Il pensait que si les choses nous tombent dessus par fatalité, nous risquons nous retrouver dans une situation incontrôlable, « et sa-chez-le nos adversaires ne vont pas nous faire de cadeaux », disait-il. Il était davantage préoccupé par cela au regard du contexte actuel marqué par les crises multiformes que traverse le Cameroun. Si les autorités actuelles ne prennent pas en main l’avenir du pays, ce sera difficile.
C’est pourquoi il avait dit au président Biya : « Vous avez les clés du bonheur comme du malheur du Cameroun. Que Dieu vous aide à en choisir les meilleurs. » Vu le contexte, il estimait qu’il était nécessaire que les choses se passent de manière claire et précise du vivant du président Biya. C’est quelqu’un qui était pour l’alternance depuis 1994, comme il l’a dit lors du grand dialogue nation. Il a été contre la modification de la Constitution en 2008.
Justement, l’une des images fortes qu’on garde de lui c’est son franc-parler. Pensez-vous que sa position sur l’alternance et la limitation des mandats au sommet de l’État a égratigné ses rapports avec le président Biya ?
Non, cela n’a nullement affecté la qualité de ses relations avec son ami Paul Biya. Puisque lors de la présentation des vœux au palais en janvier 2020, d’ailleurs beaucoup ne s’attendaient pas à le voir là-bas, on a vu la poignée de main chaleureuse entre les deux amis.
Ils ont discuté pendant plus d’une dizaine de minutes en tête-à-tête. Les deux personnalités se connaissaient très bien depuis des décennies. Ils pouvaient mesurer le tempérament l’un de l’autre, et c’est aussi ce qui fondait le respect qu’ils se vouaient mutuellement.
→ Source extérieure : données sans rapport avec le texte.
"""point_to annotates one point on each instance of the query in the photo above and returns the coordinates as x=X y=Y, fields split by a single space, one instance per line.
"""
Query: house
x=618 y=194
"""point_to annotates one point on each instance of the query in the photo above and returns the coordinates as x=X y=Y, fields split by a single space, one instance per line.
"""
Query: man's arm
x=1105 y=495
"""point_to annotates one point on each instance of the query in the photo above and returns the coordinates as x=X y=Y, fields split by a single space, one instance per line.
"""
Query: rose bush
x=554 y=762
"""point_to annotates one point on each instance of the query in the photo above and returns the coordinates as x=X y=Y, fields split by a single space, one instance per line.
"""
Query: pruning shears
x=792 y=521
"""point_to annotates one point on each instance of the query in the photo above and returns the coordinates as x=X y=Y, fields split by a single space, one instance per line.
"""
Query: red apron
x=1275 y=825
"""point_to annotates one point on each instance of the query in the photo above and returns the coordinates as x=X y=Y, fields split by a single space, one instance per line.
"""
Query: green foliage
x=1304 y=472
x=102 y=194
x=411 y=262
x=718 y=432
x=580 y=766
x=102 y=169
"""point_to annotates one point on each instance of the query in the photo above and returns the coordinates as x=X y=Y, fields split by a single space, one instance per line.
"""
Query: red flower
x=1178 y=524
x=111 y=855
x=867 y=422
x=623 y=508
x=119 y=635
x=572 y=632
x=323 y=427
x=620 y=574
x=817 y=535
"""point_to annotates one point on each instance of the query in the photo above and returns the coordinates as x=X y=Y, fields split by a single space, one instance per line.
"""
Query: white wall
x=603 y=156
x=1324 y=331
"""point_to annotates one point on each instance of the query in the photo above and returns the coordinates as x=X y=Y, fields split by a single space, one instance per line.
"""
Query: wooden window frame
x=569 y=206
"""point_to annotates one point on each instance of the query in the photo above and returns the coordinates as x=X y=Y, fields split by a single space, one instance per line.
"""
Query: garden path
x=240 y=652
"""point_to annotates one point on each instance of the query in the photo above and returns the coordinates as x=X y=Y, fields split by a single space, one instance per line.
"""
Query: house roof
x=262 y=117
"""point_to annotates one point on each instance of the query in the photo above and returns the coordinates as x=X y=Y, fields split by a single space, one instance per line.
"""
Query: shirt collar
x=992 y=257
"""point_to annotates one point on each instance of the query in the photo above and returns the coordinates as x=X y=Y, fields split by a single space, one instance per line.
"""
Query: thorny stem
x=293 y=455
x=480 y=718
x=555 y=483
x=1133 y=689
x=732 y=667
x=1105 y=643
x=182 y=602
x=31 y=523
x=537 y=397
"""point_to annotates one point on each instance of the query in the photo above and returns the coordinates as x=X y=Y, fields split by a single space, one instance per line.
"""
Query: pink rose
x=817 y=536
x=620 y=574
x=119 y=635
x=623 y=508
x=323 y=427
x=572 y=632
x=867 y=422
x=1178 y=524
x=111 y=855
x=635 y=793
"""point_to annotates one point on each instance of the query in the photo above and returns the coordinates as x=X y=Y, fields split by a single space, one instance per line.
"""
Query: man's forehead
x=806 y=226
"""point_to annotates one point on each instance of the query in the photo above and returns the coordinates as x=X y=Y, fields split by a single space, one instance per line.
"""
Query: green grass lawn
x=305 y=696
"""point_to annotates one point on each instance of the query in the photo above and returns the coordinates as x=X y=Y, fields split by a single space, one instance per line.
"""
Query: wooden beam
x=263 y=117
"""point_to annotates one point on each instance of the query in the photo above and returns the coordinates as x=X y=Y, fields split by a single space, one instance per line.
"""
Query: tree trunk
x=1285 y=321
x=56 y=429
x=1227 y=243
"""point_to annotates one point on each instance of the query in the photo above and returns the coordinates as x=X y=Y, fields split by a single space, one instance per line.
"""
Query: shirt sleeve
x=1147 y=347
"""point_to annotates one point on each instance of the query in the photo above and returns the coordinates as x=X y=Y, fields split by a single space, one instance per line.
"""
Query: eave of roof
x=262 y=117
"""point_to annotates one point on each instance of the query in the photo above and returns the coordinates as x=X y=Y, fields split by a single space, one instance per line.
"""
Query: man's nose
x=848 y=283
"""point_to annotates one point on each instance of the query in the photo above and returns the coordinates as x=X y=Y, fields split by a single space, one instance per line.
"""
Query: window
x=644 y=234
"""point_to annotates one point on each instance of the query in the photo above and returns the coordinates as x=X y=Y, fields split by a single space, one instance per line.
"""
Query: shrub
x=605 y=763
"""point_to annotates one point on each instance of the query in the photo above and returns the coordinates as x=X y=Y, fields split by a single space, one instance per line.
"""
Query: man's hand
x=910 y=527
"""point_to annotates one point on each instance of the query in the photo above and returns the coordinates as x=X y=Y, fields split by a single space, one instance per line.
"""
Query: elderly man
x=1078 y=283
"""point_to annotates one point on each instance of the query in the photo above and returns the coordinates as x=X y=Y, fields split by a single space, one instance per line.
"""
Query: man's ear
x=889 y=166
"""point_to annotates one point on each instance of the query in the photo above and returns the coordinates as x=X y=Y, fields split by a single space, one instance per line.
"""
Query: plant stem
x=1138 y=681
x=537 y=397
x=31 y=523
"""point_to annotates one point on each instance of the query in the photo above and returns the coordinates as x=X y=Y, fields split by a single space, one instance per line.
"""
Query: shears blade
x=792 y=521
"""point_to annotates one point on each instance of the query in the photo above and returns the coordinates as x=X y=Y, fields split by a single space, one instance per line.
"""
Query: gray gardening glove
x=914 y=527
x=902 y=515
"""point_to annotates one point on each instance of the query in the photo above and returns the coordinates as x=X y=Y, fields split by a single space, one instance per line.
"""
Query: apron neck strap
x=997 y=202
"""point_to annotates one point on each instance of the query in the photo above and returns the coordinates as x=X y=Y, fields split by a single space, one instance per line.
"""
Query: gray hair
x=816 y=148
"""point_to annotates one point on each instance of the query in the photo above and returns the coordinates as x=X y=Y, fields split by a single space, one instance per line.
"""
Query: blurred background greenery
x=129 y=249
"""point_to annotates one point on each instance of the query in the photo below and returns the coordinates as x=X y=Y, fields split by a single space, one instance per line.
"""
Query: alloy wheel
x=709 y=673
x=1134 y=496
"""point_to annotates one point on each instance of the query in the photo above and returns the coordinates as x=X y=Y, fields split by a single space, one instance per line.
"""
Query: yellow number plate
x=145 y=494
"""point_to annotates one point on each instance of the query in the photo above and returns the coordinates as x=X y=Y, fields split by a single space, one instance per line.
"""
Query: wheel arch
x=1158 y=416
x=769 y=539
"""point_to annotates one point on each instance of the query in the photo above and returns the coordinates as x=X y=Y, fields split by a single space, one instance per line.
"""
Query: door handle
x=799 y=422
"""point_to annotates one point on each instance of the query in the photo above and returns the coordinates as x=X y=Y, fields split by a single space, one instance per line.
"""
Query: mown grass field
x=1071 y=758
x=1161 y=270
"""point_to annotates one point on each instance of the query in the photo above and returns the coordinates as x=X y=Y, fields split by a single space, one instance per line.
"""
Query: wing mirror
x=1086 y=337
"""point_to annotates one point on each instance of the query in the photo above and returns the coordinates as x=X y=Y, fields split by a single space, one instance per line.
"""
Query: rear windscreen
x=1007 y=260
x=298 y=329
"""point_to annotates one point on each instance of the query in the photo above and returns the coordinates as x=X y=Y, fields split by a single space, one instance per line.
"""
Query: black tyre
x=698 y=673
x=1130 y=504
Pour la petite histoire, le sultan était le premier patron du président Biya quand il est revenu au Cameroun. Le sultan était alors vice-ministre de l’Éducation nationale et le président Biya sera nommé comme chef de cabinet.
Jamais il n’y a eu d’anicroche entre les deux. Bien au contraire, cette capacité d’exprimer sa pensée, dans un landerneau politique généralement réputé pour l’hypocrisie et la fourberie de ses acteurs, était plutôt un aspect assez rassurant pour le président Biya.